Prince Philip Was 'Furious & Deeply Hurt' That Meghan Markle & Prince Harry Didn't Tell Senior Royals They Were Stepping Down, Author Claims
When Prince Harry and Meghan Markle announced that they were stepping down as senior members of the royal family in 2020, Prince Philip was less than pleased with the news.
According to Brothers and Wives: Inside the Private Lives of William, Kate, Harry and Meghan author Christopher Andersen, Philip, who died in April 2021, was "furious and deeply hurt" that the couple didn't inform senior royals before they shared the news with the public.
Philip told Queen Elizabeth, "This shows a complete lack of respect."
"It appears as if we were wrong about her all along," Philip apparently told one of his staff members, referring to Meghan.
Philip and Meghan, 40, had a good relationship, but after Megxit, the late Duke's views changed.
Philip told his grandson that his decision to leave the royal family and move to California was "not the right thing, either for the country or for themselves."
“Harry had only succeeded his grandfather as Captain General of the Royal Marines in 2017. Philip had done the job for 64 years. Harry had barely managed 30 months. The Duke of Edinburgh was not pleased, nor did he believe that Harry and Meghan were doing the right thing," his official biographer, Gyles Brandreth revealed.

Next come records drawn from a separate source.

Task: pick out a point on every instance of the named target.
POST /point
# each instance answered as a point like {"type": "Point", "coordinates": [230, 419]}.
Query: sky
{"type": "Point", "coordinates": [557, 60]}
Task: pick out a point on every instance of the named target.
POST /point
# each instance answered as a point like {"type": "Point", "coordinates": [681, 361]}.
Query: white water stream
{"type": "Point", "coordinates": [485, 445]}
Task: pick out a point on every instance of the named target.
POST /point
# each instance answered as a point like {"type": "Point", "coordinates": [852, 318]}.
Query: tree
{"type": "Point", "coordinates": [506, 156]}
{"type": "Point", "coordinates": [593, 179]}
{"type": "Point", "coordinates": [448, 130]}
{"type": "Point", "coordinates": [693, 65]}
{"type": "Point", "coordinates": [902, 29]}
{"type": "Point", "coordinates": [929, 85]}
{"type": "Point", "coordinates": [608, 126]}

The Queen's husband was also not a fan of Harry and Meghan's tell-all, in which they spoke their truth about the royal family.
“I know from someone close to him that he thought Meghan and Harry’s interview with Oprah Winfrey was ‘madness’ and ‘no good would come of it,’” Brandreth added. “I was not surprised because that is exactly how he described to me the personal TV interviews given by Prince Charles and Diana, Princess of Wales, back in the 1990s.”
To make matters worse, the interview, which aired in March 2021, went live when Philip was in the hospital — something people were outraged about. “The fact that the Meghan and Harry interview was aired while Philip was in hospital did not trouble him. What did worry him was the couple’s preoccupation with their own problems and their willingness to talk about them in public," Brandreth said. “‘Give TV interviews by all means,’ he said, 'but don’t talk about yourself.' That was one of his rules. I know he shared it with his children. I imagine he shared it with his grandchildren, too.”